Saturday, June 11, 2005

Insecurities are strange

As if it's not hard enough to come to terms with the fact that our baby is never coming home to live with us. This is permanent...forever. He's buried in a very nice plot up on the hill in the cemetery...forever. The universe wants me to understand this and accept it. I admit that I'm not having a problem understanding the concept itself...it's the acceptance of it that is so hard to take.

And I'm supposed to choose words to honor my baby...forever set in stone. Are you kidding me?!?!

As my fearless readers know by now, I'm not a great poet by any means. Often, my thoughts tend toward the plain old boring run-of-the-mill-Indiana-roots-hillbilly. I am impressed with the genius of slogans like, "Can you hear me now?" or, "What's in YOUR wallet?" I will never be published in an anthology of great works. And I will admit that I often have to edit and re-edit what I write on this blog so that it is even somewhat coherent.
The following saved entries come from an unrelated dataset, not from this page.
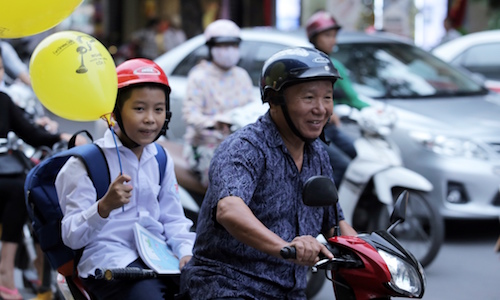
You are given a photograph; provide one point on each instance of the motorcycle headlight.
(451, 146)
(405, 279)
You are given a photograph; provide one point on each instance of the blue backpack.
(43, 204)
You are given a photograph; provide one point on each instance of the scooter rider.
(322, 29)
(253, 206)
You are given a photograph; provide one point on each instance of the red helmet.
(319, 22)
(141, 70)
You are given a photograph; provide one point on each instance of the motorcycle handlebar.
(124, 273)
(288, 252)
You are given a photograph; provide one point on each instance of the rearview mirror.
(320, 191)
(399, 213)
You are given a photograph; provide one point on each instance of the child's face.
(143, 114)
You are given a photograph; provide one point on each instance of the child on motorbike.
(104, 228)
(253, 206)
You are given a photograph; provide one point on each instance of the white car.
(476, 52)
(448, 125)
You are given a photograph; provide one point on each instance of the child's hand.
(184, 260)
(118, 194)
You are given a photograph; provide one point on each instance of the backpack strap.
(94, 160)
(161, 157)
(96, 165)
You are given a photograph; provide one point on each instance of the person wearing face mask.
(215, 86)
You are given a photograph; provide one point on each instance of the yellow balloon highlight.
(20, 18)
(74, 76)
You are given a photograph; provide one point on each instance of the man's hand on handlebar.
(308, 250)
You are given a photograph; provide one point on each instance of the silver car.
(448, 125)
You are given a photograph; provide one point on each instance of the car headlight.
(405, 279)
(450, 146)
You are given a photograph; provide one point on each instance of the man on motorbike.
(253, 207)
(322, 29)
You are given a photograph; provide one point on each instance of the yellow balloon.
(19, 18)
(74, 76)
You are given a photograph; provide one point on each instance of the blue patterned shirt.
(255, 165)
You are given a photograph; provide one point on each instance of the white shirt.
(109, 242)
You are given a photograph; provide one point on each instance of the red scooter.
(366, 266)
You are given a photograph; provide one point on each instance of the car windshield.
(390, 70)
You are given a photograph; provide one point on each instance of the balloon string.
(118, 153)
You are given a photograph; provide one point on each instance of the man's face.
(310, 105)
(326, 40)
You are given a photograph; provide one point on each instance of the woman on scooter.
(253, 207)
(322, 29)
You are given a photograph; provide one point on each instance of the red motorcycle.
(370, 265)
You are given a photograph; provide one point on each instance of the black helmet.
(295, 65)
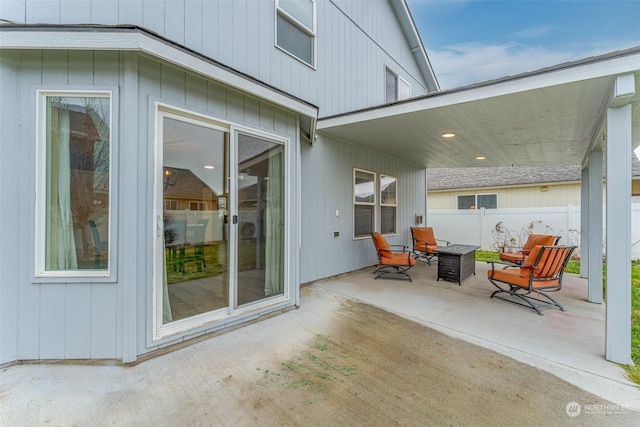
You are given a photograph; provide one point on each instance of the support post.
(584, 222)
(618, 286)
(594, 225)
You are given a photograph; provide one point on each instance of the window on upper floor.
(396, 88)
(477, 201)
(296, 29)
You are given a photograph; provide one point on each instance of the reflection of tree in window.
(88, 167)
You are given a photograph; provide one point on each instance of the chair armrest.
(506, 265)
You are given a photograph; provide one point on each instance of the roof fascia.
(584, 70)
(415, 43)
(138, 39)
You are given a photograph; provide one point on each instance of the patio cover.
(584, 112)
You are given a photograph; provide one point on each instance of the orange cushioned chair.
(425, 245)
(540, 272)
(393, 265)
(533, 240)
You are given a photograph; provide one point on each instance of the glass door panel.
(195, 199)
(261, 231)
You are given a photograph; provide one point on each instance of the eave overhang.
(137, 39)
(552, 116)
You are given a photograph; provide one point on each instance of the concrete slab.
(567, 344)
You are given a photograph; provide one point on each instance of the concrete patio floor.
(358, 351)
(567, 344)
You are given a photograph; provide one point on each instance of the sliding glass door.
(195, 200)
(261, 226)
(221, 222)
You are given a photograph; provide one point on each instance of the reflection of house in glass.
(183, 190)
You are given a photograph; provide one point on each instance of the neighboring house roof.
(457, 178)
(183, 184)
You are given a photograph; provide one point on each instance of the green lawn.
(574, 267)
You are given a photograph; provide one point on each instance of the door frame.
(220, 318)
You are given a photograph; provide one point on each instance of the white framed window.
(296, 29)
(197, 206)
(396, 88)
(477, 201)
(364, 202)
(74, 189)
(170, 205)
(388, 204)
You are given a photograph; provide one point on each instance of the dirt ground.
(362, 367)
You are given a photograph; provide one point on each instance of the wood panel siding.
(76, 319)
(327, 176)
(355, 41)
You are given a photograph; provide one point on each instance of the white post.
(594, 245)
(618, 220)
(584, 222)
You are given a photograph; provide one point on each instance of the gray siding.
(241, 34)
(58, 320)
(327, 177)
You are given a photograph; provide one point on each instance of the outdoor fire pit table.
(456, 262)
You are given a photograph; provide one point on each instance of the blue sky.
(470, 41)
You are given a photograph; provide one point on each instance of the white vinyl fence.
(492, 228)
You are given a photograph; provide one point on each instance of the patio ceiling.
(553, 116)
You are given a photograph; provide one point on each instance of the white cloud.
(467, 63)
(534, 32)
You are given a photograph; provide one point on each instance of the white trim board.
(135, 39)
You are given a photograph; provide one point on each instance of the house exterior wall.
(513, 197)
(327, 180)
(241, 34)
(58, 319)
(112, 318)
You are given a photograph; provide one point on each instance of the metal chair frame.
(545, 265)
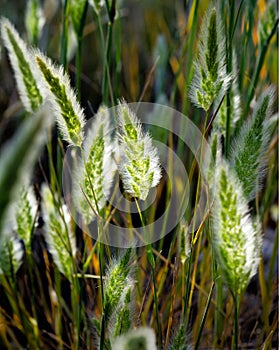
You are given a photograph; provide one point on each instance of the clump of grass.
(142, 289)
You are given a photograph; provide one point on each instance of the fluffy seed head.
(247, 154)
(210, 78)
(236, 239)
(94, 176)
(139, 164)
(69, 114)
(26, 72)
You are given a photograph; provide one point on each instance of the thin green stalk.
(204, 316)
(236, 325)
(58, 309)
(190, 51)
(100, 261)
(260, 61)
(218, 326)
(151, 260)
(106, 69)
(64, 36)
(186, 310)
(229, 70)
(79, 52)
(79, 68)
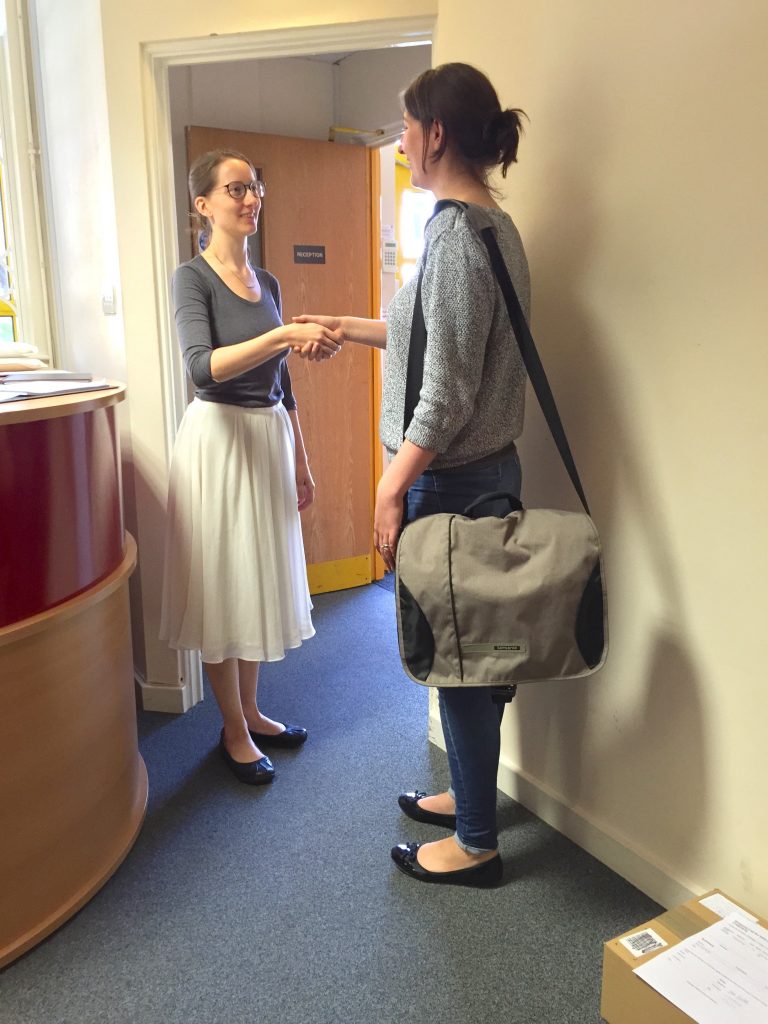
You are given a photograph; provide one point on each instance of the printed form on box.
(717, 976)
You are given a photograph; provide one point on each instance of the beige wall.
(641, 196)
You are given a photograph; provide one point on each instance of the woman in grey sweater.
(461, 440)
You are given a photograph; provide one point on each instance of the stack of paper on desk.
(22, 385)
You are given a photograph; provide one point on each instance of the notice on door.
(309, 254)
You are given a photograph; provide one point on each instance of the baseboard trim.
(638, 866)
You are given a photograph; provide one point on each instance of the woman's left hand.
(387, 521)
(304, 486)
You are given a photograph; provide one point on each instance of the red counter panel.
(60, 510)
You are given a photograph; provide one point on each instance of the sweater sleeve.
(192, 309)
(458, 298)
(289, 399)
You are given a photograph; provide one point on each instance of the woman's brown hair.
(462, 98)
(203, 178)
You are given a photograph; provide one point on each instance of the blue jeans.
(470, 717)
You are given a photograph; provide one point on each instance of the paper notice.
(722, 906)
(718, 976)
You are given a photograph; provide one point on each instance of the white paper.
(19, 390)
(718, 976)
(722, 906)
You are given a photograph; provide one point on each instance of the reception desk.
(73, 786)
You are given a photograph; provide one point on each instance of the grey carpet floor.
(281, 905)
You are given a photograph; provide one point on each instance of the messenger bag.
(488, 601)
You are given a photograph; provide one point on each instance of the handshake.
(315, 337)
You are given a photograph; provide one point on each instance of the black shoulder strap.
(483, 226)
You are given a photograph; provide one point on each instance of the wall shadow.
(582, 737)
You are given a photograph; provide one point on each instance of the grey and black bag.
(489, 601)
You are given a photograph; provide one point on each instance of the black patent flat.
(253, 773)
(292, 736)
(410, 805)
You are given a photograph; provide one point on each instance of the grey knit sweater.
(472, 397)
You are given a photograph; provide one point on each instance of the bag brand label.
(517, 647)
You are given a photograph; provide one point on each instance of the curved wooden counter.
(73, 786)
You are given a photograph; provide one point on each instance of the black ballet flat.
(410, 805)
(292, 736)
(254, 772)
(484, 876)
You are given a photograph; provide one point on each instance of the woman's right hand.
(313, 340)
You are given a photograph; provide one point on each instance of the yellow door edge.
(339, 574)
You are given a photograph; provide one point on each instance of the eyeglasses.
(238, 188)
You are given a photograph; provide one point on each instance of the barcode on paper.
(643, 942)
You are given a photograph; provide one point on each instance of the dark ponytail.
(462, 98)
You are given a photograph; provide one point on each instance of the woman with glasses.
(235, 583)
(460, 442)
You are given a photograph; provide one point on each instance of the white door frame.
(157, 58)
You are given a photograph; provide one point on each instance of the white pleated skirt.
(235, 581)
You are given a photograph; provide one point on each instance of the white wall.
(78, 165)
(640, 193)
(370, 84)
How in the world do I come up with something to carve in stone for Alex's grave marker?

Steve is a wonderful man, and an amazing husband and father (Hi honey...I love you). When it comes to words, he's really not interested. In the entire time we've been married (almost 11 years), I think I've seen him read one book. His time online is not spent with poets and authors. When I asked him what he wanted to put on Alex's headstone, he said, "Whatever you like is fine with me. I'm sure you'll come up with something perfect." Uh...thanks.

You probably won't be surprised to know that I approached this like most other things I have no clue about...I hit the net. But despite my previous assertions that you can Google anything, and my hours online searching memorial pages and famous poetry databases, I was unable to find a single thing online that satisfied my fear of forever. There were no verses, poems, or the like, that were "perfect" for my little boy. Then I remembered he's dead and he doesn't care. Who's going to see it? Oh yeah! Me!
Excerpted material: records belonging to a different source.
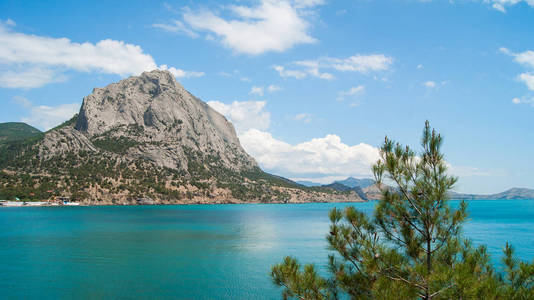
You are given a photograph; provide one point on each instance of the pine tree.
(412, 248)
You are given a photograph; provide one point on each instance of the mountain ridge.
(145, 137)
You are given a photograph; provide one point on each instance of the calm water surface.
(192, 252)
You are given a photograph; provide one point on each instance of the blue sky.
(311, 85)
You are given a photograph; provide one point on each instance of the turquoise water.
(191, 252)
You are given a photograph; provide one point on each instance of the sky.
(312, 86)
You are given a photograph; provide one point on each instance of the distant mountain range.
(144, 139)
(350, 182)
(367, 190)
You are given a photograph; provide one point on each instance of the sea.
(194, 251)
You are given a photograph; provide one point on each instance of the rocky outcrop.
(146, 137)
(156, 119)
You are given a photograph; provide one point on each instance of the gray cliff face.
(158, 120)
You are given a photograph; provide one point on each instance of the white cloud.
(308, 3)
(244, 115)
(46, 117)
(356, 90)
(526, 59)
(523, 100)
(176, 27)
(500, 5)
(319, 157)
(256, 90)
(362, 63)
(284, 73)
(178, 73)
(357, 63)
(44, 59)
(268, 26)
(303, 117)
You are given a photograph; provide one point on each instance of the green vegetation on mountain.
(412, 248)
(144, 137)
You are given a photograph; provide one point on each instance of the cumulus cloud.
(267, 26)
(319, 157)
(46, 117)
(526, 59)
(42, 60)
(356, 90)
(244, 115)
(501, 5)
(176, 27)
(285, 73)
(356, 63)
(528, 79)
(324, 157)
(523, 100)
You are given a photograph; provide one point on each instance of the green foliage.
(412, 248)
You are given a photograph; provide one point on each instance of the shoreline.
(19, 204)
(78, 204)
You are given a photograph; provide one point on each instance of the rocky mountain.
(15, 132)
(145, 139)
(337, 186)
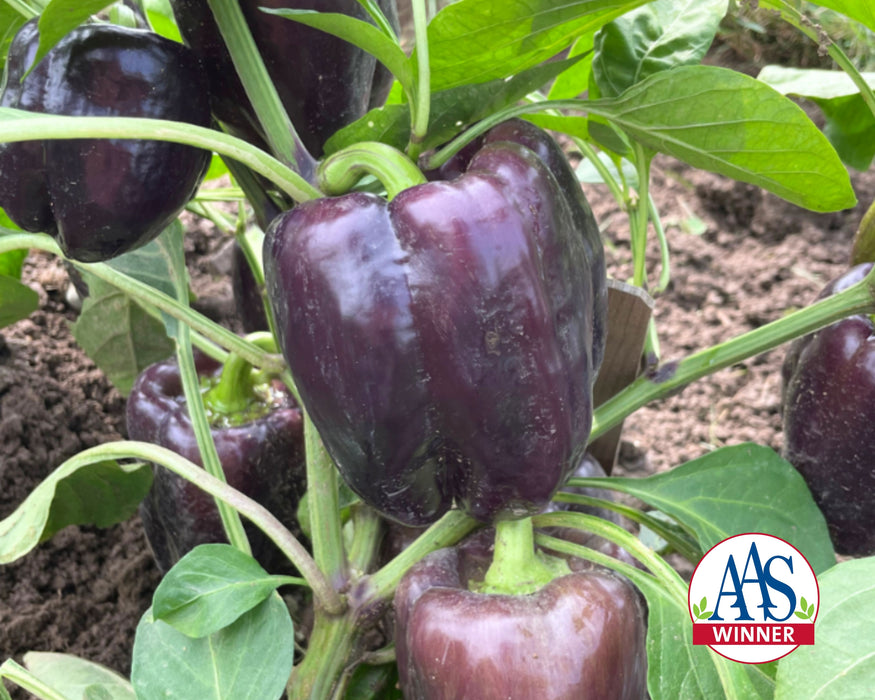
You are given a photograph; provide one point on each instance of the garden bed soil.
(740, 258)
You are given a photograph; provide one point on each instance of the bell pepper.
(323, 82)
(100, 197)
(445, 343)
(829, 431)
(580, 637)
(260, 446)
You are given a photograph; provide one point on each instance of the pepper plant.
(439, 339)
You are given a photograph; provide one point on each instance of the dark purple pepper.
(443, 342)
(829, 421)
(262, 457)
(100, 197)
(324, 82)
(580, 637)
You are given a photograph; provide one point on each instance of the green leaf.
(77, 678)
(10, 23)
(160, 16)
(250, 659)
(849, 123)
(451, 110)
(729, 123)
(60, 18)
(472, 41)
(661, 35)
(735, 490)
(841, 662)
(861, 10)
(17, 300)
(359, 33)
(573, 81)
(120, 336)
(101, 494)
(210, 587)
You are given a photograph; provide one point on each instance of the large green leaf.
(661, 35)
(119, 335)
(849, 123)
(250, 659)
(735, 490)
(729, 123)
(451, 110)
(76, 493)
(116, 332)
(472, 41)
(210, 587)
(77, 678)
(861, 10)
(841, 662)
(17, 300)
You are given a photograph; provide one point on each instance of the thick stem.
(420, 106)
(260, 90)
(330, 647)
(322, 495)
(672, 376)
(517, 568)
(340, 171)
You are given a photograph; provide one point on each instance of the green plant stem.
(30, 126)
(451, 528)
(517, 568)
(367, 531)
(420, 105)
(326, 597)
(640, 215)
(322, 494)
(669, 579)
(260, 90)
(680, 543)
(330, 646)
(339, 172)
(671, 377)
(233, 392)
(203, 434)
(18, 674)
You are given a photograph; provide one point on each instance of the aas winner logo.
(753, 598)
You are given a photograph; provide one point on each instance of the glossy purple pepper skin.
(580, 637)
(100, 197)
(263, 458)
(829, 421)
(323, 82)
(443, 342)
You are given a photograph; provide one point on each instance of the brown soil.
(740, 258)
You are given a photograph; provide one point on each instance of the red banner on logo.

So, rather than tax my brain anymore, I opted for one of those trite phrases you see over-used in cemeteries..."Forever in our Hearts." I wasn't satisfied with it. I wasn't inspired at all. But I figured it was short and sweet and to the point...and it wouldn't necessarily induce tears everytime I read it.

So we went to the memorial store. We laid out our plan for the stone on paper with the very nice salesperson, Michelle. We came to THE question, "Would you like to write something under the name and date?" I told her our less-than-inspired tagline (for lack of a better term) and I could visibly see her smirk and cringe all at the same time. It was as though you could hear her inner voice saying, "That's the best you can come up with?" I don't know why, but in that moment I knew I had to change it. Am I really that insecure? Or was she just reflecting my own feelings back at me?

The funny thing is, I came up with something that I prefer within an hour after leaving the memorial store. It seems I am quite motivated by my own insecurities. It's still not award-winning poetry, by any means. But it's not bad...and it gets an, "I like it," from Steve. So we made some changes and our plans are now set in stone. (I crack myself up sometimes with my wit)

I'll keep you posted on the progress. I may yet change it three or four times before I actually get satisfied with what I want to say for all eternity.